The idea is not to identify potentially dangerous genes in students' samples, but to point out traits that can be managed through behavior, said Jasper Rine, a professor of genetics, genomics and development. “We want to get people to appreciate that there are things you can do that enhance your health based on the genes you have,” he said. “There are concrete, actionable, specific steps that do enhance quality of life. This is the message of the post-genomic era.”
Samples will nonetheless be kept confidential. Students will be sent two barcode stickers, one to attach to the submitted sample and the other to keep. “This is all going to be done with institutional safeguards for privacy,” Schlissel said. The university’s Committee for Protection of Human Subjects scrutinized the plans closely to ensure that the project would be “ethical and private and the like.”
Students will be able to check the analysis of their own samples on a website by entering the barcode they have kept. “This is a very participatory way to get them to engage in the conversation, to have something to talk about with their fellow students and with the faculty,” Schwartz said. The college will host a website with optional readings, a public lecture delivered by Rine and a series of panel discussions on legal and ethical issues related to the emergence of personalized genomic technologies.

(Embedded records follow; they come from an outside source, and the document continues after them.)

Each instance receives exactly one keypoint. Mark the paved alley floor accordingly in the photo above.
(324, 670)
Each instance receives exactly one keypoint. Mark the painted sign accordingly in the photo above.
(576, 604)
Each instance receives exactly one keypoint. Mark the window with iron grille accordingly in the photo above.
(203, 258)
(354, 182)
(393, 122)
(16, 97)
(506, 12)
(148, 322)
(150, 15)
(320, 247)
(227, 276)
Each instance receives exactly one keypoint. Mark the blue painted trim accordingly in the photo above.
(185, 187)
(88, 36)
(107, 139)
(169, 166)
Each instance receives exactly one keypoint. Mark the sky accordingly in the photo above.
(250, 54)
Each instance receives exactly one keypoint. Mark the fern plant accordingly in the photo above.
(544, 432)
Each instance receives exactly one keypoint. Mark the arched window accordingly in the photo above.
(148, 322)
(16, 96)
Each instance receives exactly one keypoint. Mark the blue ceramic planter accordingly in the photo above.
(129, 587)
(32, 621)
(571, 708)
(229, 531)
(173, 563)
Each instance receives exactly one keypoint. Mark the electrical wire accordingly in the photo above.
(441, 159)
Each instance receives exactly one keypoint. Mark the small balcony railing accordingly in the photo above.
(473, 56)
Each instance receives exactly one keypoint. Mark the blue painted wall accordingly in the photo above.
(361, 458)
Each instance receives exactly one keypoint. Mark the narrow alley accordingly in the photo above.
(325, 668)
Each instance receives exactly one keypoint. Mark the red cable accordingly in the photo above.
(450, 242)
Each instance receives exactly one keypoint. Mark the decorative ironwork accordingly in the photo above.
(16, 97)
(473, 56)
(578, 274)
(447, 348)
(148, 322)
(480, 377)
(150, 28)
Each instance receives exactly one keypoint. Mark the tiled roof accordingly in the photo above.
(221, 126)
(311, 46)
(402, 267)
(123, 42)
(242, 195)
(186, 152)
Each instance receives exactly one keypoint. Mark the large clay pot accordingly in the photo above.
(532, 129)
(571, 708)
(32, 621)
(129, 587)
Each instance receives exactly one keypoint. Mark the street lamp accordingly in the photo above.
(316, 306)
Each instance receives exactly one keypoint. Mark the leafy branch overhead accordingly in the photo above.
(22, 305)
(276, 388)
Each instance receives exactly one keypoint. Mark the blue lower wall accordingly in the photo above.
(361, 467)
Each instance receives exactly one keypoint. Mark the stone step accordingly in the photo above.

Schwartz said that faculty from throughout the college “are pretty excited about exploring all the issues around personalized medicine because it’s so controversial.” Regardless of “what kind of disciplinary leanings the students have, we think there will be something that connects them to this at an intellectual or personal level.”
Jennifer Keup, director of the National Resource Center for the First-Year Experience and Students in Transition at the University of South Carolina, said Berkeley’s project is “the most atypical I’ve heard about.”
Most institutions with an assignment for incoming students choose to assign readings, while a few opt for films or a common service activity over the summer, she said. “There’s this idea that you’re creating community and introducing students to higher level college thought, and those are the usual ways colleges choose to do it,” she said. “But it definitely doesn’t surprise me that Berkeley is doing something like this.… It’s in line with the culture and ethos and history of the place.”
Even so, Schwartz said that, like any good experiment, it’s a one-time thing. “I don’t think we’d do it again or twice in a row,” she said. “Who knows what creative thing the deans will come up with next.”